Reminiscences by Nolini Kanta Gupta

The Second World War

This is a war to which even spiritual seekers can hardly remain indifferent with impunity. There are spiritual paths, however, that ask us to render unto God what is God’s and unto Satan what belongs to Satan; in other words, spirituality is kept apart from what is called worldliness, clean and untouched by the dust and murk of Ignorance — Maya. The injunction accordingly is that they who are worldly must remain worldly, they have no business, no right to meddle with spirituality; and they who are spiritual, on the other hand, should remain strictly spiritual, should have nothing to do with worldliness. Because of this complete divorce between the spiritual and the worldly, the world remains worldly even today, and continues to be the empire of unspirituality and obscurity, of suffering and grief; it is unable to become a dynamic and living expression and embodiment of the Spirit.

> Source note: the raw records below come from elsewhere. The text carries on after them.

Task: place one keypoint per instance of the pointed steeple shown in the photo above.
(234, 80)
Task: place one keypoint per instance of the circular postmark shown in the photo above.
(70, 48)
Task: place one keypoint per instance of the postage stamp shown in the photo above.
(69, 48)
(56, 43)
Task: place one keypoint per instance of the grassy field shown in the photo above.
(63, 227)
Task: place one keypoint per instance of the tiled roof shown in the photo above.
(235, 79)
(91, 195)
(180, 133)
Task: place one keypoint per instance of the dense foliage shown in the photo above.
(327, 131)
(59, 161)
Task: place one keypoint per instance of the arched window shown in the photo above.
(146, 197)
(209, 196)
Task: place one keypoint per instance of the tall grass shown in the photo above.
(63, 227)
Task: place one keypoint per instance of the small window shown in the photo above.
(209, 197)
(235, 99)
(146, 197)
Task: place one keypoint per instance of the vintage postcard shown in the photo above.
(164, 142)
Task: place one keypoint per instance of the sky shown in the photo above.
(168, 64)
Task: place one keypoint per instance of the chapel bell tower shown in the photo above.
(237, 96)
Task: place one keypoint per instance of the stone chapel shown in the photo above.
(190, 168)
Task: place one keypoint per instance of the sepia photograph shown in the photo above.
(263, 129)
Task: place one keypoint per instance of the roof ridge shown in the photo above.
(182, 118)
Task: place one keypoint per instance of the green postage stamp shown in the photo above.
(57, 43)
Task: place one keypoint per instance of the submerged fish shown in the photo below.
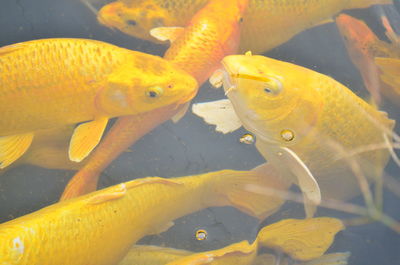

Not that spiritual men have not served and worked for the welfare of the world; but their work could not be wholly effective, it was mixed, maimed, temporary in effect. This could not be otherwise, for their activity proceeded from inferior and feebler sources of inspiration and consciousness other than those that are purely spiritual. Firstly, little more was possible for them than to exercise an indirect influence; their spiritual realisation could bring into the life of the world only a reminiscence, an echo, just a touch or a ray from another world. Or, secondly, when they did take part in worldly affairs, their activity could not rise much beyond the worldly standard; it remained enclosed within the sphere of the moral and the conventional, it took such forms as charity and service and philanthropy. Nothing higher than ideas and ideals confined to the moral, that is to say, the mental plane, could be brought into play in the world and its practical life — even, the moral and mental idea itself has often been mistaken for true spirituality. Thus the very ideal of governing or moulding our worldly preoccupations according to a truly spiritual, a supramental or transcendental consciousness, was a rare phenomenon and even where the ideal was found, it is doubtful whether the right means and methods were discovered. Yet the sole secret of changing man’s destiny and transmuting the world lies in the discovery and application of a supreme spiritual Conscious-Power.